Being an avid watcher of the New York Yankees is extremely entertaining. Unlike any other team in baseball, they have players which often make you question your understanding of baseball. It seems almost routine this year that you see something on the field you never expected you would. Between Aaron Judge and Giancarlo Stanton, every day can give you an all-time highlight.
This past weekend against the Red Sox, Giancarlo Stanton did exactly that. He uncorked one of those low line drives that you could have sworn was a liner straight to an outfielder, but had copious amounts of backspin and kept cutting through the air till it made its way over the fence.
Because of how flat Stanton can keep his swing, he can generate line drive home runs unlike any other hitter I’ve ever seen. His approach angle might be the lowest in baseball among any hitter who is a prolific home run hitter. In fact, it’s probably the lowest for any decent home run hitter. Anyways, let’s jump into his at-bat against Pivetta.
It was only three pitches, but it’s magnificent, nonetheless. Any at-bat which has an 80-grade swing is more than deserved of being the at-bat of the week.
Stanton is notorious for waiting for his pitch. In that sense, he reminds me of the former Red Sox slugger, Manny Ramírez. Manny was well-known for his patience throughout an entire game. He would take pitches and even get out if it meant him waiting for his pitch. Hitters know that pitchers will throw a specific pitch at some point. Stanton is sometimes very successful with that strategy. Think of his at-bats against Liam Hendriks last year. He sat on his pitch and didn’t let it go by him.

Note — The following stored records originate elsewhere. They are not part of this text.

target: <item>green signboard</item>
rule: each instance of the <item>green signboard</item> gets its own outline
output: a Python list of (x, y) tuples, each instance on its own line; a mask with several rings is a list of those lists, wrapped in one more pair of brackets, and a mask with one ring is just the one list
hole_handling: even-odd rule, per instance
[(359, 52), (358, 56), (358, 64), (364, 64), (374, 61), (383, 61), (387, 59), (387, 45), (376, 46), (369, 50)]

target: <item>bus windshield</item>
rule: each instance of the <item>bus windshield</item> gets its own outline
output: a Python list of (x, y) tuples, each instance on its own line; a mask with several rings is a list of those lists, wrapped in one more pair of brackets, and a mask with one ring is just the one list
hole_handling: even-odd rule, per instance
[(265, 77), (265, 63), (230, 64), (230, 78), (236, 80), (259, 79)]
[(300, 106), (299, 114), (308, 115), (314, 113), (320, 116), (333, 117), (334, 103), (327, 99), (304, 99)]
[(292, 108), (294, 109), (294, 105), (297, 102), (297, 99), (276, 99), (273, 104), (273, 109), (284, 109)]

This check was much more go mode. He was geared up for a fastball the entire way. The mindset is always yes yes yes with Stanton when he is anticipating his pitch. After Pivetta missed his spot on the first pitch, Stanton thought he would go to the fastball. Pivetta instead spotted a curveball on the black of the plate.
Stanton was timed for a fastball though, so he took the pitch despite the aggression. Heading into a 2-0 count, he is in the driver’s seat. If you don’t remember, Stanton already took Pivetta deep back in April. A 2-0 count is a pretty sticky situation for him. Pivetta was put in a corner of trying to attack Stanton while behind in the count. There was only one runner on base, so confronting Stanton had a worst-case scenario of only two runs.
The thing about attacking great hitters down in the count is you can’t just lay it over the middle of the plate. You must compete with each and every pitch. Behind in the count, ahead in the count, it doesn’t matter. You cannot get beat so easily. Stanton’s approach was clear from the first pitch. He was going to wait as long as he needed to for a fastball. Pivetta isn’t in a position to let it go like this with a fastball against a player who can rip off 115 mph line drives. All credit here to Stanton for simply being the better player. Against the Red Sox, he has almost always been the best player on the field, and it’s been a pleasure to watch for the last few seasons.